School board member Penny Pritzker’s Hyatt Hotels Corp. is benefiting from a $5.2 million TIF subsidy on 53rd Street – while CPS’s proposed 2013 budget cuts seven schools surrounding the hotel project by $3.4 million, which is roughly the portion CPS is losing from the TIF deal.
“This one example shows the fundamental corruption in the way things are done here,” said David Orlikoff of the Chicago Teachers Solidarity Campaign, a labor and community coalition growing out of Occupy Chicago’s labor committee and supporting the Chicago Teachers Union.
CTSC will hold a press conference and speakout and picket the project at 53rd and Harper on Wednesday, August 8, starting at 5:30 p.m.
“As a member of the Board of Education, it’s Penny Pritzker’s job to find money for our schools, not to take our money for her business,” Orlikoff said.
The $5.2 million subsidy is part of $20.4 million in TIF funds going to the University of Chicago-led redevelopment of Harper Court (see here for some background). In addition to the hotel, the university is building a 12-story office building in the first phase of the project.
CTSC points out that Pritzker has a net worth of $1.8 billion, and the University of Chicago – now engaged in a huge campus expansion – has an endowment of $6.6 billion.
“They have plenty of money,” said Lorraine Chavez of CTSC. “They don’t need a taxpayer subsidy to pay for it. It’s outrageous.”

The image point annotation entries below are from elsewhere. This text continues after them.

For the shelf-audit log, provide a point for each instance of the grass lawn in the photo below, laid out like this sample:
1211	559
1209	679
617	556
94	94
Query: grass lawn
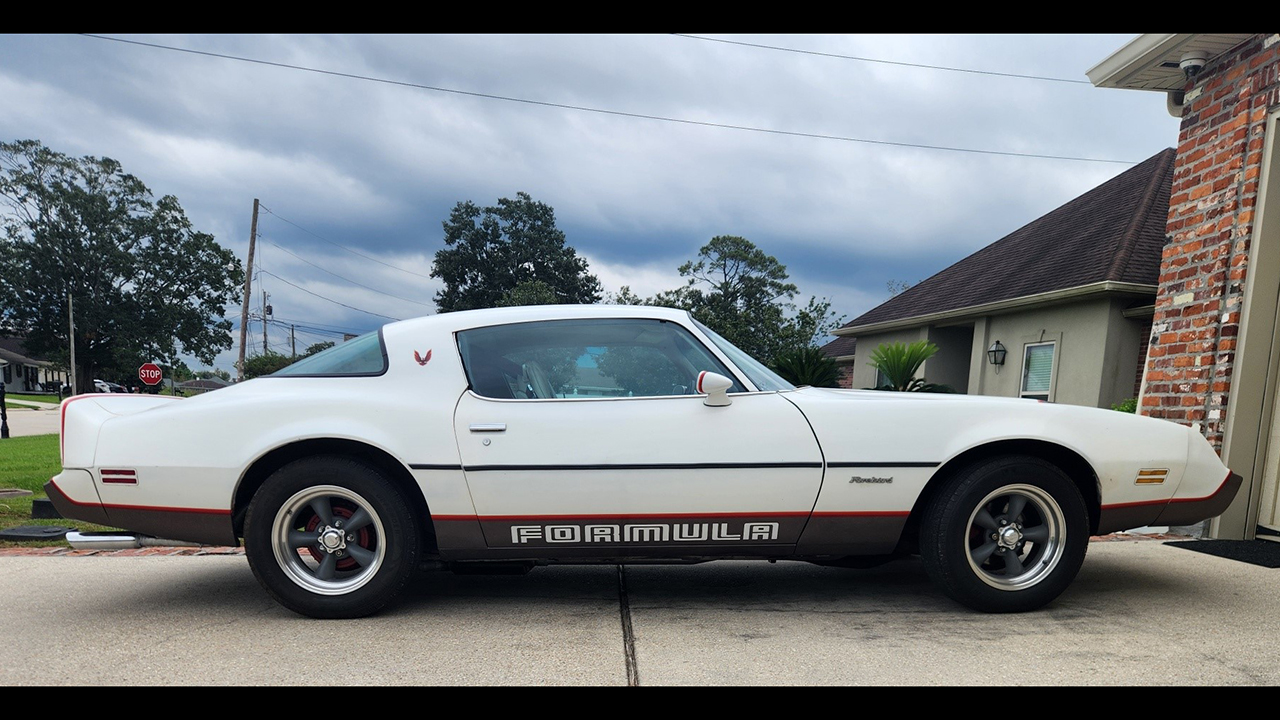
53	399
28	463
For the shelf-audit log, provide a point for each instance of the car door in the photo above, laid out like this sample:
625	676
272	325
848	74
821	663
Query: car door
588	438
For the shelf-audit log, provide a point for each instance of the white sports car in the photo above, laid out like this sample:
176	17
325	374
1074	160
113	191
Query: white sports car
512	437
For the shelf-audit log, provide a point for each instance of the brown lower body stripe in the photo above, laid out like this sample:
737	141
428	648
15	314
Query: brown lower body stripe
671	534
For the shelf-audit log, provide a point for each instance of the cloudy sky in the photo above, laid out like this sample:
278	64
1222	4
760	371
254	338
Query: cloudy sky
376	167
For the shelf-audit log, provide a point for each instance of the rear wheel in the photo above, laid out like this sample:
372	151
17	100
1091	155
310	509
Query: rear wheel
1006	534
330	537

At Catalyst, Penny Pritzker clarifies that she’s not personally receiving the $5.2 million, and in a statement to Newstips, Hyatt points out that the Hyde Park Hyatt will not be owned by the corporation but, like many Hyatts, operated under a franchise agreement, thus “neither Hyatt Hotels Corporation nor Penny Pritzker…is receiving TIF funds as a result of this project.”
Conflict of interest
“The school board should be defending school funding when the mayor wants to take it for TIFs; it’s the only body in a position to do that,” Orlikoff said. “But they’re appointed by the mayor, and they look the other way.
“Then they tell teachers they don’t have any money for anything, except the mayor’s pet projects. It’s a conflict of interest – and it will be a conflict until the school board is elected.
“We need representation on the school board, and we need to end the chronic underfunding of our schools,” Orlikoff said.
CTSC, which exists “to support teachers and fight for equitable quality education,” calls for increasing school funding “by reclaiming TIFs and taxing the rich.”
TIF is “a failed program,” Orlikoff said. “It’s not fighting economic blight, it’s a way of taking from everyone and giving to the One Percent.”
Questions on 53rd Street
There are lots of questions right now about the 53rd Street TIF, especially with a new TIF district now being carved out of it by a second developer.
Antheus Capital, planning an upscale residential and retail development at 51st and Lake Park, wants to break its parcel out of the 53rd Street TIF to form its own TIF district – in order apply for $10 million or more in TIF funds. The 53rd Street TIF advisory council has okayed the proposal.
But after ten years of operation, the 53rd Street TIF fund has a balance of just $3.7 million.
Now, with thirteen years to go, it’s on the hook for a $20-million subsidy, while revenues are slowing (due not just to a lousy economy but to the County Assessor’s new formula, which shifts the property tax burden from commercial to residential taxpayers) – and the TIF district is getting smaller.